Вот и нынешняя лапша заправлена сушеным фаршем, не говоря уже про сушку самой лапши. Замечу только, что сушеное мясо требует размачивания. Если его с вечера замочить, то утром уже можно готовить. Неудобно? Зато лежать оно, в сухом месте, может годами. Тем более, что и не вымоченное мясо можно употреблять — что мы сейчас и делали. По каучуковой твердости вареного фарша можно сказать определенно — коку надлежит прописать ныряние за борт с длительным отмачиванием. Для памяти. От заслуженной награды нашего кашевара спасал здоровый аппетит экипажа, ну и щедро добавленная в лапшу сушеная зелень с лучком.
Возвращаясь к продуктам долговременного хранения, пожалуй, соглашусь внести их в перечень двигателей прогресса. Во всех факториях, имелся значительный запас снеди. Теперь даже неурожайный год не так страшен, как года три назад. Про снабжение армии и флота даже говорить не буду, времена коз и хрюшек, делящих кубрик с экипажем, прошли. Времена цинги, надеюсь, прошли вместе с коровниками на кораблях, так как прописанные отвары для дальних походов включали в себя сушеный шиповник и еще два десятка аналогичных даров природы.

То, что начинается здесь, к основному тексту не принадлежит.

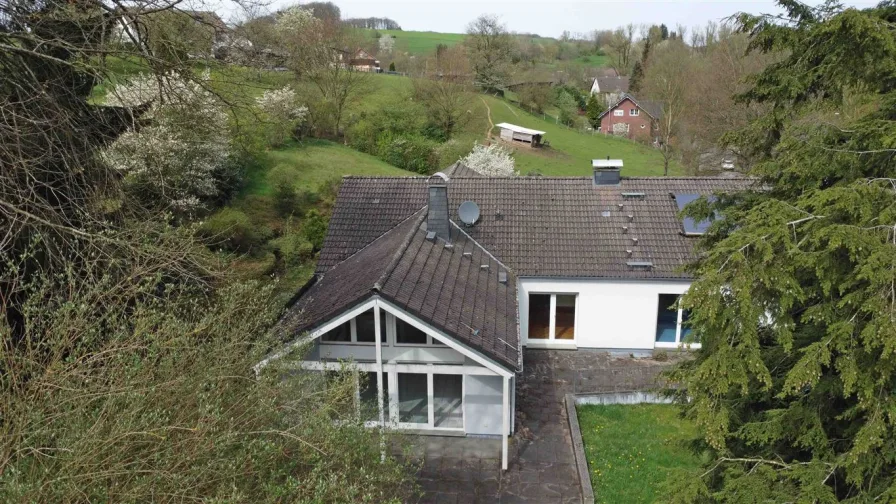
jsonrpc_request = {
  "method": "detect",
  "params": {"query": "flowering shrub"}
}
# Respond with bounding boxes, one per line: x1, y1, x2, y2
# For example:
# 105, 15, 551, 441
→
460, 144, 517, 177
276, 5, 319, 35
257, 86, 308, 147
103, 73, 231, 214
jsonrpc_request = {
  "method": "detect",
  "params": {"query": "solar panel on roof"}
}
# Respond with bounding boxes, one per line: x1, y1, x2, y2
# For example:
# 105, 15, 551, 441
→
672, 194, 714, 235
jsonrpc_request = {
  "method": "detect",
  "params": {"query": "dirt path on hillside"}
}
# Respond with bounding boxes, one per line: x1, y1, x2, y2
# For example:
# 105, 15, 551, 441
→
479, 96, 495, 142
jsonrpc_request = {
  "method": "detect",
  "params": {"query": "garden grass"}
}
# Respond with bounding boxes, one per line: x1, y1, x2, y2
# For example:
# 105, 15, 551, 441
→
577, 404, 701, 503
357, 75, 684, 177
369, 30, 466, 55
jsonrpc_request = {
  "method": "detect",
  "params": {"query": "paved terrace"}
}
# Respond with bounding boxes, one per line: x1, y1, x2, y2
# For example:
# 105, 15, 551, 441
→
411, 349, 671, 504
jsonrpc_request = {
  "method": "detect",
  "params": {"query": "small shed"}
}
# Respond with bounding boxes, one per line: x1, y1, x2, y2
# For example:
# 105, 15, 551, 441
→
497, 123, 545, 147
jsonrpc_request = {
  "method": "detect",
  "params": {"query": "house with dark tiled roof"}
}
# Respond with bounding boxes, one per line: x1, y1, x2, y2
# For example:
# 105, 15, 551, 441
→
591, 74, 629, 106
598, 93, 663, 142
261, 160, 752, 468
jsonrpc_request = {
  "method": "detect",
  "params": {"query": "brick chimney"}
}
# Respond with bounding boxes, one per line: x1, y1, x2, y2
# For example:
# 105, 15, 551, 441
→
426, 172, 451, 241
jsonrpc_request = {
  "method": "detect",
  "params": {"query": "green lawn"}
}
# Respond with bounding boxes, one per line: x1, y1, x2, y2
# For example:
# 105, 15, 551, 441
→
484, 96, 683, 177
577, 404, 701, 503
242, 140, 417, 196
227, 140, 416, 304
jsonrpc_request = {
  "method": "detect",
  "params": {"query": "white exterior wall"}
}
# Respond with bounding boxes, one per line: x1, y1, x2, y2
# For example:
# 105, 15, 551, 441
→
517, 278, 693, 350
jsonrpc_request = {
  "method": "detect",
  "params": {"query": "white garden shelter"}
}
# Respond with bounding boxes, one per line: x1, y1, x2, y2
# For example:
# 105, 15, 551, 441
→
497, 123, 545, 147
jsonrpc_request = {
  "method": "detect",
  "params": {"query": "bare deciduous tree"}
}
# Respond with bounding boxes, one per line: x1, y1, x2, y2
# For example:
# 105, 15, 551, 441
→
642, 41, 690, 175
464, 16, 514, 91
414, 46, 472, 140
607, 23, 637, 75
277, 6, 372, 136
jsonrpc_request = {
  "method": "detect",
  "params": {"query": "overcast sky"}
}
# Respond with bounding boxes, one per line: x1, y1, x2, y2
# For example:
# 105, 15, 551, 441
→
243, 0, 877, 37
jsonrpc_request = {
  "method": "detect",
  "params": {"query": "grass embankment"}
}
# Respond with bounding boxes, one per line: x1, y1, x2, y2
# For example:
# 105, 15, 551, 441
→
227, 140, 415, 303
577, 404, 701, 503
370, 30, 465, 56
362, 75, 684, 177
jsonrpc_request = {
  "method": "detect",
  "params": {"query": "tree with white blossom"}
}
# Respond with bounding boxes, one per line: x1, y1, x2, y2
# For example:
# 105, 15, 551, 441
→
257, 86, 308, 147
460, 144, 517, 177
103, 73, 232, 215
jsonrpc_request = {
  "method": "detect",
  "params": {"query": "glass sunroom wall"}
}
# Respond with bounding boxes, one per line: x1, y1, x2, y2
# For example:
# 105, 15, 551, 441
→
432, 374, 464, 429
398, 373, 429, 424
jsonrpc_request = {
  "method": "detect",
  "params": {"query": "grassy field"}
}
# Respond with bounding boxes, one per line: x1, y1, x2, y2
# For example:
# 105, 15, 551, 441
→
227, 140, 415, 304
370, 30, 465, 56
578, 404, 701, 503
242, 140, 416, 196
361, 75, 683, 177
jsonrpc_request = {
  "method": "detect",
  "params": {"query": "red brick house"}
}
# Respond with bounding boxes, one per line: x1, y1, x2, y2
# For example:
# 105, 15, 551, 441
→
598, 93, 663, 142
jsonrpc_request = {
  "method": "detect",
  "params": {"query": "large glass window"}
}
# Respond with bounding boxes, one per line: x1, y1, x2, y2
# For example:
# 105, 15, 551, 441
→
529, 294, 551, 339
398, 373, 429, 424
395, 317, 426, 345
529, 294, 576, 341
358, 372, 389, 421
432, 374, 464, 429
656, 294, 693, 344
554, 294, 576, 340
320, 321, 352, 342
681, 310, 694, 343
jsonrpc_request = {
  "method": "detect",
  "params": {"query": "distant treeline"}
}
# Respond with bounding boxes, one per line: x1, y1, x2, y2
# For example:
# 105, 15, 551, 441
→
343, 18, 401, 30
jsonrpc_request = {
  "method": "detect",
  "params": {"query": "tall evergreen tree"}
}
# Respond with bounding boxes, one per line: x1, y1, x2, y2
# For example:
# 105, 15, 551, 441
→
671, 0, 896, 502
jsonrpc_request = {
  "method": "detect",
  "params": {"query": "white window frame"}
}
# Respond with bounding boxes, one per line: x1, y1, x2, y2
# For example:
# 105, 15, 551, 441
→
318, 310, 384, 346
396, 316, 445, 348
526, 291, 579, 348
653, 298, 700, 348
388, 364, 467, 432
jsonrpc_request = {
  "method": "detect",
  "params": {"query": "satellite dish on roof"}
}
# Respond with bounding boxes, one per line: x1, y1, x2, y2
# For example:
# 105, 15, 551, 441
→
457, 201, 479, 226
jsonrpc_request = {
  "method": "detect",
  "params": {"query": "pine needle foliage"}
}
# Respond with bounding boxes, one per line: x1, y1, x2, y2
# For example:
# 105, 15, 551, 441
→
670, 0, 896, 502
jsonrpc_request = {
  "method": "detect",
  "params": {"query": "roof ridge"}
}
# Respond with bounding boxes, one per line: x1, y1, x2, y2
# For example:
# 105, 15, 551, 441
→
373, 205, 429, 291
448, 219, 513, 272
321, 207, 426, 275
342, 175, 759, 183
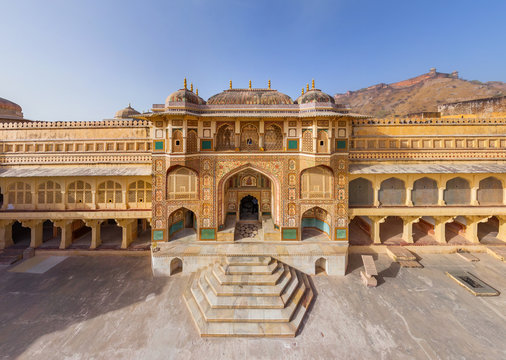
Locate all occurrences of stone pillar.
[437,187,446,206]
[84,220,104,249]
[471,186,480,205]
[369,216,386,244]
[21,220,43,248]
[402,216,420,244]
[406,187,413,206]
[0,220,14,249]
[373,186,381,207]
[465,216,489,244]
[496,215,506,241]
[434,216,455,244]
[53,220,72,250]
[115,219,137,249]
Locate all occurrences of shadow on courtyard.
[0,256,169,359]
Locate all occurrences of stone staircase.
[183,256,313,337]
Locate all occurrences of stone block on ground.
[387,246,416,261]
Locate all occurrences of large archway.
[301,206,332,240]
[239,195,260,220]
[167,207,197,241]
[218,164,281,229]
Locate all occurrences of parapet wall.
[438,96,506,116]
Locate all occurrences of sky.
[0,0,506,121]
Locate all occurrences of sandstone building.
[0,81,506,275]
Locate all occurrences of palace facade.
[0,80,506,275]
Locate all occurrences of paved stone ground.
[0,254,506,360]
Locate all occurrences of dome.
[297,89,336,104]
[0,98,23,119]
[207,89,293,105]
[114,104,140,119]
[165,89,206,106]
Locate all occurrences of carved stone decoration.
[241,124,259,150]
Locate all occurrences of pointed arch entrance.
[217,164,280,226]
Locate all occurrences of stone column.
[406,187,413,206]
[84,220,104,249]
[369,216,386,244]
[437,187,446,206]
[496,215,506,241]
[471,186,480,205]
[0,220,14,249]
[402,216,420,244]
[115,219,137,249]
[53,220,73,250]
[433,216,455,244]
[21,220,43,248]
[373,186,381,207]
[465,216,489,244]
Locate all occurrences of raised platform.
[183,256,314,337]
[151,241,348,276]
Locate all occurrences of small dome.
[165,89,206,106]
[0,98,23,119]
[114,104,140,119]
[297,89,336,104]
[207,89,293,105]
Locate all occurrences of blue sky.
[0,0,506,120]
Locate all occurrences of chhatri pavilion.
[0,80,506,336]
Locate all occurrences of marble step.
[183,274,314,337]
[212,264,284,285]
[196,272,285,309]
[192,274,306,323]
[225,256,272,265]
[204,262,293,296]
[219,262,279,275]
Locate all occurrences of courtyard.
[0,252,506,359]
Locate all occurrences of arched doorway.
[239,195,259,220]
[167,207,197,241]
[301,207,332,241]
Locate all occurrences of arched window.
[67,180,93,204]
[128,180,151,204]
[411,177,438,206]
[172,130,184,152]
[444,177,471,205]
[349,178,374,206]
[37,180,62,204]
[167,167,197,200]
[186,129,198,154]
[302,129,313,152]
[316,130,329,153]
[264,125,283,150]
[301,166,333,199]
[241,124,258,150]
[7,181,32,205]
[379,178,406,205]
[216,124,235,150]
[478,176,503,205]
[97,180,123,204]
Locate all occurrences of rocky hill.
[335,68,506,117]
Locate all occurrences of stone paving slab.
[0,253,506,360]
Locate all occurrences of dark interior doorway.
[239,195,258,220]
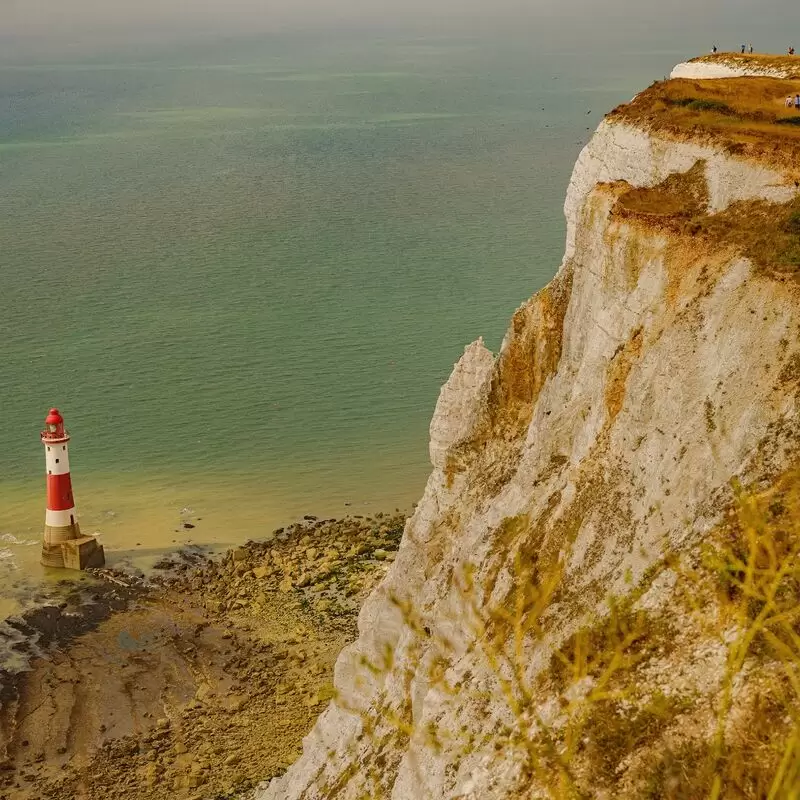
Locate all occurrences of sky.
[0,0,800,58]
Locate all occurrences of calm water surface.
[0,37,684,615]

Кроме того, на заготовке прилично зарабатывали крестьянские семьи, задействуя на сборах и сушке всех, от баб до детей. В избах оставались только старухи с младенцами. В прежние времена такого массированного сбора не наблюдалось, так как добытое портилось. Собирали для себя, понемногу. А теперь фактории скупали все, что им приносили — и это заметно изменило подход народа к заготовкам. Но отношение крестьян к лесу не изменилось, они по-прежнему обирали его бережно, считая кормильцем и защитником. Правильные, в это время, люди жили.
После сытного перекуса, палуба уже не казалась негостеприимной. Влажно отблескивающие светом габаритных огней доски и мокрые бухты каната никуда не делись, но дождь стих до едва заметной мороси — можно было, пожалуй, присесть на нижнюю ступень трапа мостика и выкурить трубку.

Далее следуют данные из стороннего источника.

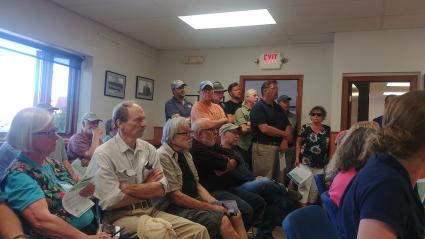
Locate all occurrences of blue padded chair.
[282,205,338,239]
[320,191,338,228]
[314,174,326,195]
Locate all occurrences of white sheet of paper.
[288,166,313,185]
[62,177,94,217]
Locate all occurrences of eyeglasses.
[32,128,58,136]
[176,130,193,137]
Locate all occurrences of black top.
[338,153,425,239]
[177,153,199,198]
[249,98,290,143]
[165,96,193,120]
[190,139,245,191]
[224,100,242,115]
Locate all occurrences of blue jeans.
[237,177,291,235]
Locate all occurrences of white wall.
[0,0,157,138]
[331,28,425,131]
[155,44,333,128]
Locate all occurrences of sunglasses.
[32,128,58,136]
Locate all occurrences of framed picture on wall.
[103,71,127,99]
[136,76,154,100]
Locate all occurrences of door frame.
[340,73,420,131]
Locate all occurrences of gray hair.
[7,108,53,152]
[161,116,189,145]
[112,100,137,123]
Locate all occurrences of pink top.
[329,168,357,207]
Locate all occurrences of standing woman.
[1,108,110,239]
[295,106,331,204]
[337,90,425,239]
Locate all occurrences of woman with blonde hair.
[338,91,425,239]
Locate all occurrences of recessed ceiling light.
[179,9,276,29]
[383,91,406,95]
[387,82,410,87]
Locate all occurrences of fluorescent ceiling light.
[383,91,406,95]
[179,9,276,29]
[387,82,410,87]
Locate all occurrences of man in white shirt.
[88,101,209,239]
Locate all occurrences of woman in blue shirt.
[338,91,425,239]
[2,108,110,238]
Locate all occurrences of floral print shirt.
[298,124,331,168]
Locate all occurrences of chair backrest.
[282,205,338,239]
[314,173,326,195]
[320,191,338,228]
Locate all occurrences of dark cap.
[276,95,292,103]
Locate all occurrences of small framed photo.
[136,76,154,100]
[103,71,127,99]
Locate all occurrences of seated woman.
[329,128,378,207]
[2,108,110,238]
[337,90,425,239]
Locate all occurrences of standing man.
[190,81,227,128]
[68,112,103,166]
[165,80,192,120]
[250,81,292,180]
[235,89,258,170]
[213,81,226,110]
[276,95,297,182]
[89,101,209,238]
[157,117,247,239]
[224,82,242,123]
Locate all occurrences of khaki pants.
[104,207,210,239]
[252,143,280,180]
[298,164,323,204]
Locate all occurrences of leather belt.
[120,200,152,210]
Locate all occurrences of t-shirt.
[2,154,93,229]
[224,100,242,115]
[190,101,226,122]
[249,99,290,143]
[329,168,357,207]
[337,152,425,239]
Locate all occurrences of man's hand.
[144,169,164,183]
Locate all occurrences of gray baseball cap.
[171,80,187,90]
[218,123,240,136]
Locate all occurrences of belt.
[257,141,280,146]
[120,200,152,210]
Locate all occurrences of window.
[0,32,82,134]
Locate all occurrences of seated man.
[219,123,301,238]
[157,117,247,239]
[190,118,266,231]
[68,112,103,166]
[87,101,209,239]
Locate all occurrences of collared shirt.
[250,98,290,143]
[67,132,93,162]
[235,104,252,151]
[165,96,193,120]
[87,134,167,210]
[157,143,199,193]
[190,101,226,122]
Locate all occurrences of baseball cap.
[277,95,292,103]
[81,112,103,121]
[213,81,227,92]
[218,123,240,136]
[171,80,187,90]
[199,80,214,91]
[35,103,59,112]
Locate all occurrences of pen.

Шорох дождя стих, теперь явственнее слышалось мерное шипение коловратника и плеск крупной рыбы на реке. Благодать.
Перечитал в каюте крайние записи дневника. Стоит, пожалуй, написать подробнее про экспедицию.

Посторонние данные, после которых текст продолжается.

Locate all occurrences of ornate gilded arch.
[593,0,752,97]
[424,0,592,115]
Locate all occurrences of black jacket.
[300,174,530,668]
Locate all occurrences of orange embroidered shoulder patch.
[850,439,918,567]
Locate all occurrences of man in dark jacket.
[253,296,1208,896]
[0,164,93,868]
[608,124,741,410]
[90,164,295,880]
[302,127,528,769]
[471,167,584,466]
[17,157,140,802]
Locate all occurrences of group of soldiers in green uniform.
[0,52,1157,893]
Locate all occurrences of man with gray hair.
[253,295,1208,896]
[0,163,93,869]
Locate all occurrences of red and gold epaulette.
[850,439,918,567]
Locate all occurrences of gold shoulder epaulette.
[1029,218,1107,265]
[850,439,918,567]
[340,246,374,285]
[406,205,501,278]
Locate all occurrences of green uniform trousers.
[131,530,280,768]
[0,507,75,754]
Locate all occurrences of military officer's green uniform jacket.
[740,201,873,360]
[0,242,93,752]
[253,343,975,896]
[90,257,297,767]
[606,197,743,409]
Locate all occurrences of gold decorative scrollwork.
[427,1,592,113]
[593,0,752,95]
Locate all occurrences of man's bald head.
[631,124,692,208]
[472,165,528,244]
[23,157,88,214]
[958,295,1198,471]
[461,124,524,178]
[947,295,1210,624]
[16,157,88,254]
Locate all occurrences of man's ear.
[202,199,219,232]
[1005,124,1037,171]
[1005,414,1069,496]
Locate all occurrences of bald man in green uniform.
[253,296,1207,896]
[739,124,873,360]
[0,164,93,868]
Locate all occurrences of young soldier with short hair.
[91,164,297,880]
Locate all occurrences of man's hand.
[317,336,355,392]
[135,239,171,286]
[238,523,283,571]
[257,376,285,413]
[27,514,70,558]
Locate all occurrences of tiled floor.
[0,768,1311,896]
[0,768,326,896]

… Не ведаю, какая вожжа попала в царевича, что ему захотелось личных подвигов. Точнее, подозреваю его возраст — на тот момент царевичу было 17 годков, и юношеский максимализм попер во все стороны. Всех драконов перебили до него, а от принцесс у Алексея и так отбою не было. Вот и решил он, что не уступит отцу в славе, ежели Новый Свет для России поднимет.